The benefits of an information audit are that information is seen directly in relation to its strategic value, hence making it easy to assess the extent to which services and products map on to organizational goals (Henczel, 2006).

Conclusion

There is little doubt that the pressures on public funding and expectations of good customer service will ensure that performance measurement and assessment will remain high on the agenda of most libraries throughout the world. The object is to find data which do not merely assist the performance of a particular library, but which also add to the sum total of knowledge about libraries in a particular region or country by helping establish key performance indicators or standards, which in turn help benchmarking.

One of the problems is that useful indicators can be highly elusive. While 4 national benchmarking projects generated 55 standards, only 20 of these are used in more than one project (Poll, 2007), so libraries remain highly individualistic. At the end of a long meeting looking for invincible standards, one benchmarking group came up with what it considered the ultimate measure:

  • Percentage of users smiling when they leave the library (observed by a camera).

However, the counter argument was that this indicator would very susceptible to the outside weather conditions (Poll, 2007).

No doubt the search for reliable performance measures will keep both practitioners and researchers busy for the foreseeable future, while finding a reliable means of assessing value for money will continue to be a fruitful research topic.

References

Baker, K. and Needham, G. (2005), "Open University Library: impact and effectiveness of information literacy interventions", Library and Information Research, Vol. 29 No. 91 [accessed June 1 2008].

Bradford, C. (2005), "University of Warwick: impact of the Library on the research process", Library and Information Research, Vol. 29 No. 91 [accessed June 1 2008].

Creaser, C., Conyers, A. and Lockyer, S. (2007), "VAMP – laying the foundations", Performance Measurement and Metrics, Vol. 8 No. 3, pp. 157-169.

Dole, W.V., Liebst, A. and Hurych, J.M. (2006), "Using performance measurement for decision making in mid-sized academic libraries", Performance Measurement and Metrics, Vol. 7 No. 3, pp. 173-184.

Henczel, S. (2006), "Measuring and evaluating the library's contribution to organisational success", Performance Measurement and Metrics, Vol. 7 No. 1, pp. 7-16.

Jordan, E. (2008), "LibStats: An open source online tool for collecting and reporting on statistics in an academic library", Performance Measurement and Metrics, Vol. 9 No. 1, pp. 18-25.

Markless, S. and Streatfield, D. (2008) "Supported self-evaluation in assessing the impact of HE libraries", Performance Measurement and Metrics, Vol. 9 No. 1, pp. 38-47.

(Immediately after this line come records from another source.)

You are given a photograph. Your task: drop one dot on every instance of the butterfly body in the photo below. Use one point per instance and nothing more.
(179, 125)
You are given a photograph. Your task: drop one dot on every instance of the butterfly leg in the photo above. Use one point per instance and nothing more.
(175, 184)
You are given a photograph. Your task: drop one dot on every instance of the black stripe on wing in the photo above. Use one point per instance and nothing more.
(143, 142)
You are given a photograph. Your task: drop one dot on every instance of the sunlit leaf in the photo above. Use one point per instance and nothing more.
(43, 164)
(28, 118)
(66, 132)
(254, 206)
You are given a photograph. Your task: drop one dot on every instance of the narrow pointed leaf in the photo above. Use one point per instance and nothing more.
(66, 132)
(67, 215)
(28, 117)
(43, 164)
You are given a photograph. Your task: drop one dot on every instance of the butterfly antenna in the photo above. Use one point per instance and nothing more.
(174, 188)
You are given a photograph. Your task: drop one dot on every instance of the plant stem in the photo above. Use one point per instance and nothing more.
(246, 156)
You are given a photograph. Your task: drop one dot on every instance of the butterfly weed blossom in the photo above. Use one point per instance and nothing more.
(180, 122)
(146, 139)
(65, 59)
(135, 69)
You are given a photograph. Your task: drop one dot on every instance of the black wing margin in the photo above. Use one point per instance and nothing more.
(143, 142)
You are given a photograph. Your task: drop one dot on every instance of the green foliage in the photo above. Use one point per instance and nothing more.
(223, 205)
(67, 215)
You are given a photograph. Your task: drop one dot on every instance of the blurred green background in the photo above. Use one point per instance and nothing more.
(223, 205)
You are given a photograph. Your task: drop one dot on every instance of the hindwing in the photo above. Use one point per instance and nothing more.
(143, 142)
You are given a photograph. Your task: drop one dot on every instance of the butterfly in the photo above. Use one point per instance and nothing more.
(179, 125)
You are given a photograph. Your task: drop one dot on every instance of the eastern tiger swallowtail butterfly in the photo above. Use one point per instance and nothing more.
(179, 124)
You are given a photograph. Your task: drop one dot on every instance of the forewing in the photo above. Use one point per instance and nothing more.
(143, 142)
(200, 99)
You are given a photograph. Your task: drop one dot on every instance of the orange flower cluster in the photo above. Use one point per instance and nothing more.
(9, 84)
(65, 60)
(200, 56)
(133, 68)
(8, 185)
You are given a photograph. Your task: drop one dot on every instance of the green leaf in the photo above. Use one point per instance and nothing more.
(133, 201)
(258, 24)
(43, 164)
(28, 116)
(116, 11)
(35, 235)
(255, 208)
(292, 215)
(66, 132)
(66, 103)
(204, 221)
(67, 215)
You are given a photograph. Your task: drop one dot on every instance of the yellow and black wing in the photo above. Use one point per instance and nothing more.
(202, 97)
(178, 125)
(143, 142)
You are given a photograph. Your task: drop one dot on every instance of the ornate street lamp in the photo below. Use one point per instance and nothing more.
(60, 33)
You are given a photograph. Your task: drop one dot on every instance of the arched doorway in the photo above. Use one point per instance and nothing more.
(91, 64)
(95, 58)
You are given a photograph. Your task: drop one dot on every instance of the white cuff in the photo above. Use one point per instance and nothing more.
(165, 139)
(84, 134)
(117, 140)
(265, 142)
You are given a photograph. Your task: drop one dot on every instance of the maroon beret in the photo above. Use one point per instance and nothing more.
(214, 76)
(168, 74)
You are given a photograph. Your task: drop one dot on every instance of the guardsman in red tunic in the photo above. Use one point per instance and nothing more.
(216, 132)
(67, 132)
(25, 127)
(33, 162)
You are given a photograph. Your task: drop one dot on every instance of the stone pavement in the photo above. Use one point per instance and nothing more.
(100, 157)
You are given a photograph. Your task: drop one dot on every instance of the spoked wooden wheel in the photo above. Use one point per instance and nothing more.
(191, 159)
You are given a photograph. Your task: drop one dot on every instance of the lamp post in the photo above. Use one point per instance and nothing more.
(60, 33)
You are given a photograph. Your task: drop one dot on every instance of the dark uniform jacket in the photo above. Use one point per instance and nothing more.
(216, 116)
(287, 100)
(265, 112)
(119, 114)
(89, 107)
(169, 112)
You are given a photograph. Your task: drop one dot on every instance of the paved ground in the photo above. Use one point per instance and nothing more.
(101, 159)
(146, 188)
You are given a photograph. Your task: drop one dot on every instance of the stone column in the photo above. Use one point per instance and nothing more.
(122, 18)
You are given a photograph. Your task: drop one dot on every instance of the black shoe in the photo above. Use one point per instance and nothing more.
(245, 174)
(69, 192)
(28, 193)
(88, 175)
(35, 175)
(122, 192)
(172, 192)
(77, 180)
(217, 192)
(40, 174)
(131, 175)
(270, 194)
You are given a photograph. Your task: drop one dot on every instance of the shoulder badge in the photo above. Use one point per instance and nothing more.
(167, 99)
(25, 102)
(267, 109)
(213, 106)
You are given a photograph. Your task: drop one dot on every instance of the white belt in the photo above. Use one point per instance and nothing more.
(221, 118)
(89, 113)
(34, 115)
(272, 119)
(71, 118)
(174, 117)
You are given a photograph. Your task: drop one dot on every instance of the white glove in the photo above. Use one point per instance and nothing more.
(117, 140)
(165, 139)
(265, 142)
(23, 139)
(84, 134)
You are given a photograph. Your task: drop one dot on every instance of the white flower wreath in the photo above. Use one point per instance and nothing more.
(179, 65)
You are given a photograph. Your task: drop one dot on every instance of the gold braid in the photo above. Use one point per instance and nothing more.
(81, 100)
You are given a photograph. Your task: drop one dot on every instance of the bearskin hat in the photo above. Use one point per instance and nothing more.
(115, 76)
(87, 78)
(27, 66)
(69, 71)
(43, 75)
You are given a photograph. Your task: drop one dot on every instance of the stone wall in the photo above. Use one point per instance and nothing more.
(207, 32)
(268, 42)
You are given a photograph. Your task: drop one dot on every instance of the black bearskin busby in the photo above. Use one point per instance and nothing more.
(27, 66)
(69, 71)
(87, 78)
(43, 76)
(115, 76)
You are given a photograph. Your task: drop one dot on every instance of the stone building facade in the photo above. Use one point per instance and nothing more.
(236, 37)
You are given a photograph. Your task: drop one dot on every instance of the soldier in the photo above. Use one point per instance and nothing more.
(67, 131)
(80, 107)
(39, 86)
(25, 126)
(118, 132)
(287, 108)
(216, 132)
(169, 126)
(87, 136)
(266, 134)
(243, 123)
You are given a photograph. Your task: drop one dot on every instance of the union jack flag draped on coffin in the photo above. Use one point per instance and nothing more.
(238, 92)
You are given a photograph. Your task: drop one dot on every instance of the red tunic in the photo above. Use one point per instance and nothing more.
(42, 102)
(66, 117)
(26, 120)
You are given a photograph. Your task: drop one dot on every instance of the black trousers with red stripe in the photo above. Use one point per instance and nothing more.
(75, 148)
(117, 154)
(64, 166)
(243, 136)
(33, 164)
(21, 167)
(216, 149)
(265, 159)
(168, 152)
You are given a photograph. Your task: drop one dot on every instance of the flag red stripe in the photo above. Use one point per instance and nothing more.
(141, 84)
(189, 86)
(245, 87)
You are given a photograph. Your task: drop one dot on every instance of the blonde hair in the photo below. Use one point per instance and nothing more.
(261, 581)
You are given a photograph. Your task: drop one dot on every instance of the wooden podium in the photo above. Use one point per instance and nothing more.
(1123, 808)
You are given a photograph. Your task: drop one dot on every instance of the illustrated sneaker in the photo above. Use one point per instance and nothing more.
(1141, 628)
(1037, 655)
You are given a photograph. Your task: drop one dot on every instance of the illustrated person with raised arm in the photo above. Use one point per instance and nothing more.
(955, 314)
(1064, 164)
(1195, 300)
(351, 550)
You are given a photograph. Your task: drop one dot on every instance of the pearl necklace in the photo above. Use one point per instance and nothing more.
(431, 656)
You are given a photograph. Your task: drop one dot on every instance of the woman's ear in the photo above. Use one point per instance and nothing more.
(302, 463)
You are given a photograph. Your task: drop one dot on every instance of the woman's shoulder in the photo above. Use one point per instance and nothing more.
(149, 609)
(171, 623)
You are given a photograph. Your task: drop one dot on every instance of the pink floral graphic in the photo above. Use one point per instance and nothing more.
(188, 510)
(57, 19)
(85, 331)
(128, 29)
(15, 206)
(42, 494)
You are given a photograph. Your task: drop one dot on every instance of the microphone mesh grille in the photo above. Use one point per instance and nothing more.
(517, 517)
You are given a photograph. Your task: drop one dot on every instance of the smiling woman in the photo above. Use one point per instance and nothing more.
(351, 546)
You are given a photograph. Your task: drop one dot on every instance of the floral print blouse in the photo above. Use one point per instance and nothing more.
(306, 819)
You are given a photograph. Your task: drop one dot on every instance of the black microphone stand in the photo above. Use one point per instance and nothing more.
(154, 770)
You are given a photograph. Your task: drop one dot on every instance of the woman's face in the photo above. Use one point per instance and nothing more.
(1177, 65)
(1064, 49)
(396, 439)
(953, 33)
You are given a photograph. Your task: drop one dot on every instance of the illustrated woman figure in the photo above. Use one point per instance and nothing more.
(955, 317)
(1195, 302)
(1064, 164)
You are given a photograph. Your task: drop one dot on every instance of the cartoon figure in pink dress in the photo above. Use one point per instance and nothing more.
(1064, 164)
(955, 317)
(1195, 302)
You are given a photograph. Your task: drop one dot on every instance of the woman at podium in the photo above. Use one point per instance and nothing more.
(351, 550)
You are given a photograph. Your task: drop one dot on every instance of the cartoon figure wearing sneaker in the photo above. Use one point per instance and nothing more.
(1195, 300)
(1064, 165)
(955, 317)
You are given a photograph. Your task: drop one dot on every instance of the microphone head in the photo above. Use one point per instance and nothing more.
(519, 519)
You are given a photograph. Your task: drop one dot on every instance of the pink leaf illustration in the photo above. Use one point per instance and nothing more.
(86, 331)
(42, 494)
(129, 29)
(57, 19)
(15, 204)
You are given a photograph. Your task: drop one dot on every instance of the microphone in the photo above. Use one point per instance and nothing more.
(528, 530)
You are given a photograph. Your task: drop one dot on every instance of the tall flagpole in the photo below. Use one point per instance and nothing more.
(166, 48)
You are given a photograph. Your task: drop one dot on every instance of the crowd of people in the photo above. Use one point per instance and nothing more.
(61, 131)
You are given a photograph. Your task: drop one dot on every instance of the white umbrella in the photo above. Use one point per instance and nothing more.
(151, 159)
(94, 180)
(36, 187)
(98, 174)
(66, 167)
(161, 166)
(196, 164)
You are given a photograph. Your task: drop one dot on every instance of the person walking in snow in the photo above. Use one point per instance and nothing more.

Missingham, R. (2005), "Libraries and economic value: a review of recent studies", Performance Measurement and Metrics, Vol. 6 No. 3, pp. 142-158.

Poll, R. (2007), "Benchmarking with quality indicators: national projects", Performance Measurement and Metrics, Vol. 8 No. 1, pp. 41-53.

Poll, R. (2008), "Ten years after: Measuring Quality revised", Performance Measurement and Metrics, Vol. 9 No. 1, pp. 26-37.

Poll, R. and Payne, P. (2006), "Impact measures for libraries and information services", Library Hi Tech, Vol. 24 No. 4, pp. 547-562.

Simmel, L. (2007), "Building your value story and business case: Observations from a marketing faculty and (former) librarian perspective", C&RL News, Vol. 68 No. 2 [accessed June 1 2008].

West, C. (2004), "A survey of surveys", SCONUL Newsletter, Vol. 31, Spring [accessed May 29 2008].

Wright, S. and White, L. (2007), Library Assessment, SPEC Kit 303, Association of Research Libraries [accessed June 1 2008].